Second, it is an endeavour to make the information understandable and usable by the legal profession. Concern for this aspect of the matter has prompted the use of a question and answer format. This format, hopefully, will assist in the phrasing of questions to, and the understanding of, responses to be expected from expert witnesses, and/or those who profess to be qualified writing examiners. If, in the process, it serves to distinguish the competent from the incompetent, the discipline will be better for it.
In general, I feel that the authors succeeded admirably with both of their objectives. They did, in fact, present this information in a new and useful way. And they did so using terminology that most people will understand.
One author (Huber) gave an interesting acknowledgment in the foreword:
It may not be an overly scholarly presentation. There are topics that I have touched on because I think they are important to the discipline that I don’t fully understand myself. But I wanted to make a beginning. I’d rather attempt to do something — and fail, than attempt to do nothing — and succeed. Would that I had the talent of others to express myself more eloquently, perhaps then, what I have written would be less of a bore and more of an inspiration.
In general, I feel that the textbook is very well written. It is eloquent, interesting and inspiring using a relaxed style and language. The question-and-answer format works very well though it invariably results in a bit of overlap between topics and answers. The most important thing about the text is that the information provided is, for the most part, complete, balanced and reasonably timely. A particularly positive aspect of the text, and the main reason I consider it to be the ‘best’ such textbook, is the willingness of the authors to explore and discuss difficult and challenging topics in an honest and open manner. I wish more people would take that approach.
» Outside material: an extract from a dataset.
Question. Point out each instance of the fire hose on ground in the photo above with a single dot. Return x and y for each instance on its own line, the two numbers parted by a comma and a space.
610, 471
Don’t get me wrong — this text is not perfect by any stretch of the imagination (what textbook ever is?)
For one thing, things change over time. Some change a lot, some very little. Having been published in 1999 the textbook is still one of the more modern available but it is admittedly already 15 years out of date (and counting). Even at the time it was written some of what the authors provide to the reader was considered ‘debatable’ and/or ‘cutting edge’. In terms of the latter information their presentation was limited, even incorrect. Indeed, there are select parts of the text that I consider a bit incomplete or possibly misleading in light of today’s understanding. I will endeavour to discuss those specific topics in other, individual blog posts.
But, on balance, the text must be rated as excellent, even superlative. I recommend it to anyone professing to be a forensic document examiner (FDE), both trainee and experienced examiner alike. It is also a great resource for lawyers or judges dealing with FDE evidence, or for anyone else with an interest in the field.